LA MOSTRA SUL DIVISIONISMO A MILANO
La mostra lascia spazio a connessioni e legami senza esaurirli: c’è la tensione verso la natura e la semplicità della borghesia tardo-ottocentesca, il crescente interesse per i bisogni e le rivendicazioni popolari al confine con il Verismo – con la conseguente attribuzione a questi nuovi emergenti di un carattere pienamente eroico e storicamente rilevante –, così come compare la passione tardo-romantica per le emozioni intense e gli affetti familiari. Attraverso l’analisi delle opere realizzate a olio e a pastello, i maestri non vengono estrapolati dalle diverse commistioni artistiche e personali, al fine di creare un quadro più unitario, ma inseriti in un percorso più ampio e contestualizzato: così Balla e Boccioni non devono sorprendere accanto a Segantini e Pellizza da Volpedo, e l’Ave Maria verista di Giulio Branca convive con la scultura simbolista Il profumo di Leonardo Bistolfi.

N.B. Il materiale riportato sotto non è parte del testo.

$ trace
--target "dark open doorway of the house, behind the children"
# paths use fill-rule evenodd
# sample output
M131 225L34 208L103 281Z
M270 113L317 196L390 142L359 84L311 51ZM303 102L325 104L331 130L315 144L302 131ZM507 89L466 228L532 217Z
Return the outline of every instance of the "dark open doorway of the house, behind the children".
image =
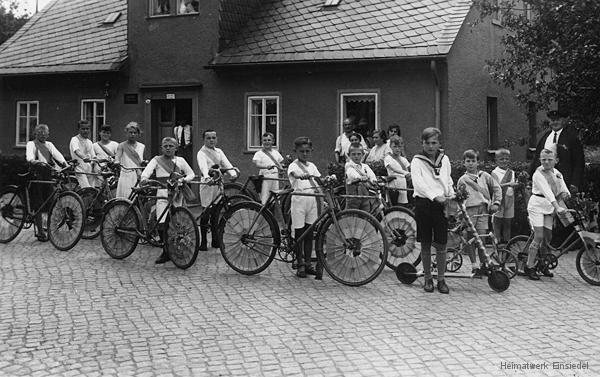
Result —
M164 137L174 137L179 143L177 155L186 159L193 166L194 141L192 100L166 99L152 101L152 155L160 154L160 142ZM176 128L177 127L177 128Z

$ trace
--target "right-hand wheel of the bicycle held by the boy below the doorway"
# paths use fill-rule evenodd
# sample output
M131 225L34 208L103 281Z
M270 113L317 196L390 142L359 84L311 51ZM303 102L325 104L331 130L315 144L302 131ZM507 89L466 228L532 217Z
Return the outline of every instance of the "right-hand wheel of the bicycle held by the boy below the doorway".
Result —
M191 267L198 257L200 234L192 213L183 207L171 211L166 248L173 264L181 269Z

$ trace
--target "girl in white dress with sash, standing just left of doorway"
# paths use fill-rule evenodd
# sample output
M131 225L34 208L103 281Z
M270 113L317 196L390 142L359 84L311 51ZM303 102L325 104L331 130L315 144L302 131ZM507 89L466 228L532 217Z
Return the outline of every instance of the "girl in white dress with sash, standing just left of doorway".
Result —
M131 189L137 184L144 160L146 146L137 141L140 136L140 126L130 122L125 126L127 141L119 144L115 162L121 165L119 183L117 184L117 198L128 198Z

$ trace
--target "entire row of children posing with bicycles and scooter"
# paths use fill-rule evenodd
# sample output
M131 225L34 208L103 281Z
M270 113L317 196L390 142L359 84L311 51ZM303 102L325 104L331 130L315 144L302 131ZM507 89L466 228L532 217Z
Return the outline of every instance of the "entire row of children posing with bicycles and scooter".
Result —
M433 279L431 274L431 250L435 249L437 259L437 288L440 293L448 293L449 288L444 279L446 266L446 244L448 234L447 202L455 195L453 181L451 178L451 166L448 156L441 149L441 131L437 128L426 128L421 135L422 151L417 153L412 161L403 156L403 142L399 137L399 130L390 132L392 134L388 143L385 133L377 132L374 135L378 149L383 150L386 145L387 152L383 157L383 163L388 175L394 177L389 182L392 189L390 199L392 204L403 204L408 202L407 178L412 179L414 189L415 219L417 223L417 241L421 243L421 254L425 274L424 289L433 292ZM100 141L92 143L89 139L90 123L88 121L78 122L78 134L71 139L69 144L71 157L76 159L77 179L81 187L94 185L94 158L114 160L121 167L117 186L117 197L128 197L131 189L138 183L150 176L155 175L159 180L173 177L177 174L178 179L190 182L194 178L194 172L184 158L176 156L177 141L172 137L162 140L162 154L154 157L145 167L143 163L145 146L138 141L140 128L137 123L130 122L125 127L127 140L116 143L110 140L110 126L102 126L100 129ZM36 127L36 139L27 144L27 160L30 162L54 161L64 164L65 160L46 139L49 135L47 125L40 124ZM223 151L216 147L217 134L214 130L206 130L203 133L204 146L198 151L197 162L200 168L201 180L204 183L212 178L215 168L224 169L226 174L236 177L238 171L233 168ZM369 165L364 161L365 144L357 140L349 140L347 146L348 161L345 163L346 190L349 195L368 196L369 186L376 183L376 176ZM262 184L260 193L261 202L264 204L271 190L278 188L277 178L279 172L284 170L282 166L283 157L273 148L274 135L265 133L262 135L262 149L253 156L253 162L260 169L259 174L266 178ZM310 162L313 145L308 137L298 137L294 140L294 151L296 159L287 167L287 174L291 187L295 192L314 192L317 186L315 177L321 174L317 167ZM526 274L534 280L539 280L537 271L545 276L552 276L547 268L536 267L538 251L541 259L547 251L552 234L554 213L564 213L566 209L560 205L562 199L569 196L569 191L562 179L561 174L554 169L556 164L556 151L544 149L540 155L541 166L533 175L532 196L529 200L527 210L529 221L534 232L534 239L529 247L529 257L525 269ZM463 164L466 172L460 177L457 184L464 187L468 193L465 202L467 212L475 224L478 233L486 233L488 228L488 216L493 214L493 229L501 242L510 239L511 219L514 217L514 188L517 185L515 173L509 168L510 151L500 149L496 152L497 167L492 174L480 171L479 155L474 150L463 153ZM142 171L143 170L143 171ZM166 193L164 193L166 195ZM218 195L217 188L208 184L200 187L201 205L208 207ZM177 198L181 204L181 198ZM157 215L164 208L166 201L157 203ZM348 208L357 208L369 211L372 202L370 199L349 198ZM303 234L307 231L318 217L318 203L316 197L295 195L291 200L291 220L294 236L299 239L300 248L297 252L297 272L299 277L317 274L311 265L312 234ZM204 216L201 220L202 242L201 249L206 249L206 231L208 218ZM42 231L42 227L38 232ZM214 230L213 230L214 231ZM47 238L38 233L40 240ZM218 242L213 240L213 247L218 247ZM480 268L485 268L488 263L485 253L479 253L481 265L476 264L475 248L469 245L469 257L473 272L477 273ZM156 263L168 261L168 255L163 253Z

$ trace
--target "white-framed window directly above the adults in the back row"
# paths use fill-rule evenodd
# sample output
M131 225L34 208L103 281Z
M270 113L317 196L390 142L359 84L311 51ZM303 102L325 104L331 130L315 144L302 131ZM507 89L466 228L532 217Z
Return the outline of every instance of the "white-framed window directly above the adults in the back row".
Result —
M369 137L374 130L379 129L377 92L356 92L340 94L340 122L341 133L344 119L350 118L354 130L363 137Z

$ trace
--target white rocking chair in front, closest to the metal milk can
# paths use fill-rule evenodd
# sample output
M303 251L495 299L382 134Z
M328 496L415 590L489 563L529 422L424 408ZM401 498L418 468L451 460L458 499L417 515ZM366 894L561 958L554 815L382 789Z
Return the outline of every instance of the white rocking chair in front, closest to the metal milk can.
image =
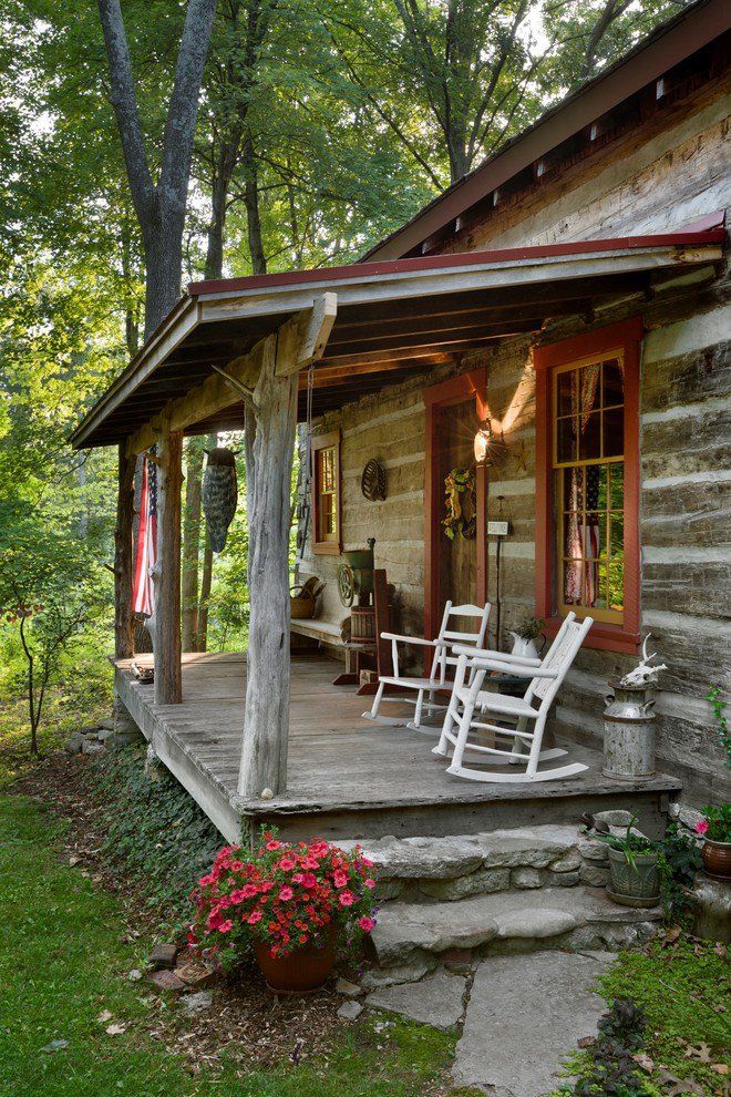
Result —
M442 736L439 745L433 748L433 753L442 757L447 756L450 747L454 748L447 773L486 783L529 783L575 777L588 769L580 762L574 762L554 769L538 770L538 763L567 755L566 750L557 747L542 750L543 731L548 709L593 624L591 617L577 622L576 614L569 613L543 660L534 666L521 665L495 652L478 652L463 646L453 648L454 654L459 656L454 689L444 717ZM488 670L525 678L527 689L524 696L508 697L483 690ZM467 674L470 680L465 684ZM462 711L460 711L461 706L463 706ZM481 714L494 714L495 720L511 721L516 726L512 728L501 727L497 724L483 724L475 719L475 709ZM529 722L533 722L533 731L527 730ZM469 742L473 729L492 731L496 739L498 737L512 739L512 746L487 747L478 742ZM525 765L525 772L501 773L470 769L463 763L465 750L486 756L483 758L486 765Z

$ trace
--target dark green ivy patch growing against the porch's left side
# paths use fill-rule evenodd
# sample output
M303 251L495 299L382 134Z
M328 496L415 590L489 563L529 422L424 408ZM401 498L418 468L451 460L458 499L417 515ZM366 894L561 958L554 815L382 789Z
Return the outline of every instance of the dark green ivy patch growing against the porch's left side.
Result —
M111 748L100 762L95 794L104 809L104 852L142 884L152 909L179 924L220 834L172 773L162 766L154 780L145 773L144 756L144 748Z

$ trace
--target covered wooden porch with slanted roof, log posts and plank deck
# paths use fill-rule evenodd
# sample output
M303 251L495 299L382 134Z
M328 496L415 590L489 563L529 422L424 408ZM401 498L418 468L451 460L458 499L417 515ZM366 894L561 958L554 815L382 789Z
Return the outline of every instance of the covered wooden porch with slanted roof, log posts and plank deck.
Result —
M645 829L657 829L668 794L679 788L673 778L611 781L601 775L599 752L575 742L574 757L586 753L581 760L588 763L578 778L475 787L446 775L423 736L361 720L363 699L332 685L339 664L317 656L290 665L295 427L308 404L322 416L402 380L423 378L426 386L435 372L469 387L465 353L517 335L538 344L546 325L562 317L591 321L628 299L702 285L714 276L722 240L723 229L703 226L189 287L72 442L80 449L119 447L117 696L223 833L236 838L258 822L291 835L465 833L473 827L575 821L599 803L639 807L647 813ZM490 417L490 392L475 394ZM248 653L182 654L183 438L237 428L245 430L247 464ZM134 471L138 455L153 445L155 681L145 686L130 670ZM480 546L490 484L485 470L477 471ZM425 491L436 474L428 460ZM423 544L421 628L429 636L439 615L436 529ZM485 584L478 567L480 603L486 601Z

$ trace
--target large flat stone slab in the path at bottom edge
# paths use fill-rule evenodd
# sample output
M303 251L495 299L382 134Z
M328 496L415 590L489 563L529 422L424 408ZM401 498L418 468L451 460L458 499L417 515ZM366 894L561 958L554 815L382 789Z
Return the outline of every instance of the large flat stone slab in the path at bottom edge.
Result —
M593 990L608 960L564 952L490 956L475 973L453 1075L493 1097L544 1097L606 1011Z

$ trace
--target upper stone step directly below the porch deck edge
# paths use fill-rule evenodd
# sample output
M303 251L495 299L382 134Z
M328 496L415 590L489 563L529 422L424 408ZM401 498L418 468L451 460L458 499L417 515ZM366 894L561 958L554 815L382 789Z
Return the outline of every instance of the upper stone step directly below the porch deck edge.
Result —
M604 812L608 823L625 812ZM620 820L621 822L621 820ZM354 842L339 842L352 848ZM607 848L577 827L543 826L450 838L361 843L375 867L377 898L459 901L513 889L603 886Z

LE OPERE IN MOSTRA ALLA GAM DI MILANO
La prima sala, dedicata al gusto tardo-romantico degli scapigliati, ci porta attraverso il melodramma delle Penombre di Previati e dell’ispirazione shakespeariana di Romeo e Giulietta nell’opera di Tranquillo Cremona, accompagnate dalle donzelle medievali di gusto boccaccesco di Luigi Conconi. La seconda ci conduce nelle alture che tanto hanno impressionato Carlo Fornara, Giovanni Segantini e Giuseppe Pellizza da Volpedo. Se di Fornara sorprendono i cieli azzurrissimi – inintelligibili da vicino perché composti da una miriade di colori puri sovrapposti sulla tela, come è d’uso per i divisionisti –, nel Ponte di Pellizza emerge uno spirito intimista e di stampo quasi psicologico, che riflette quel crinale tra XIX e XX secolo. Il tratto umido è comune anche ad Angelo Morbelli, che compare con il celebre Mi ricordo quand’ero fanciulla insieme a Pusterla e Nomellini nella terza sezione, dedicata alla pittura sociale. I tavolacci delle cucine popolari di Attilio Pusterla e la Piazza Caricamento piena di scaricatori di porto e operai di Plinio Nomellini sono accostati alle visioni dell’Inverno al Pio Albergo Trivulzio – che dopo due anni di pandemia fa una grossa impressione – e all’Alba dell’operaio di Giovanni Sottocornola, che nei suoi toni epici e umilmente dignitosi ricorda un Quarto Stato notturno. In tutte le opere le donne, al pari degli uomini, lavorano, sono al centro delle proteste, sono povere, si ammalano e invecchiano: escono insomma dalla mitologia femminea della dama ed entrano a pieno titolo nella categoria del popolare e dell’umano. La quarta sala è dedicata quindi al pastello, che non diversamente dall’olio su tela è composto da migliaia di filamenti di colore puro accostati, mentre la quinta si concentra sulle contaminazioni con le correnti artistiche coeve e successive: a un Giacomo Balla malinconico e introspettivo della Fidanzata a Villa Borghese si alterna un Umberto Boccioni al limitare con il Futurismo, con i suoi i ritratti di Armando Mazza e dell’anziana madre, pure in pieno umore tardo-romantico.